Torch crashing nVidia driver with this simple example :-( Help

burhop · March 16, 2024, 4:37pm

My Windows PC is crashing doing some Llama2 training and I’m really struggling to find a solution. This training example will reproduce it… It starts fine but then crashes the PC about an hour in during the train

Windows 10 32Gig
RTX 4080 32Gig
Python 3.11.8
torch 2.2.1+cu121
torchaudio 2.2.1+cu121
torchvision 0.17.1

NVidia Drivers 551.61 (release date: 02/22/2024)

The crash dump files all mention nvlddmkm.sys. I have the latest driver but have tried some previous versions too. I’ve also tried reducing the batch size to 2 and to 1. I’ve posted on the nVidia board since I’m crashing the PC but no luck here

I’m not a pyTorch expert so if you have suggestions on parameters or other modules to test, that would be a big help. In the mean time, I’ll give it a try on one of my LInux machines.

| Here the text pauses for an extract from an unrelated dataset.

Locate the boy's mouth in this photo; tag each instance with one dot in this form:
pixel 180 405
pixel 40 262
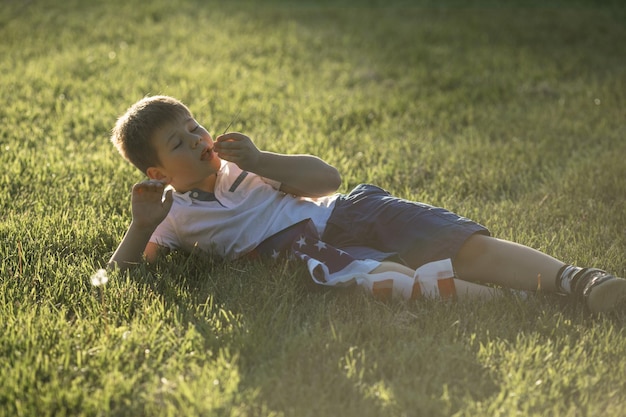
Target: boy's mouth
pixel 207 154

ptrblck · March 16, 2024, 5:45pm

I doubt the issue is related to PyTorch, so you might want to follow up in the cross-post.

burhop · March 17, 2024, 3:22pm

I hope you are right. Even if I am trying to use too much memory, the OS and drivers should kick back and error, not crash.

I ran the code on my Win11 32gig with a RTX 2070 24gig machine and got the same crash. So at least I have eliminated hardware. If I run the example code as is, it gives a memory error. Changing the batch size from 4 to 1 let me get further and crashes both PCs.

A Linux machine with a 3080 is next.

OracPrime · April 2, 2024, 9:26pm

I’m also seeing not a crash with a dump, but an instant Windows reboot when training a model with torch 2.2.2+cu121 and cuda 12.4. Do I need to downgrade to cuda 12.1 or upgrade torch somehow?

burhop · April 3, 2024, 2:11pm

I did upgrade to the NVIDIA drivers that just came out but no joy.

Setting PyTorch to “cpu” allows it to work (if you have lots of time)

Running it on the Linux machine didn’t get far as I immediately get an error message saying it can’t access enough GPU memory.

OracPrime · April 3, 2024, 2:13pm

Thanks. I don’t think I’ve got the patience for cpu mode. I’ll keep playing and let you know if I find a fix. Both upgrading PyTorch to 12.4 (by building locally from source) and persuading CUDA to downgrade look painful…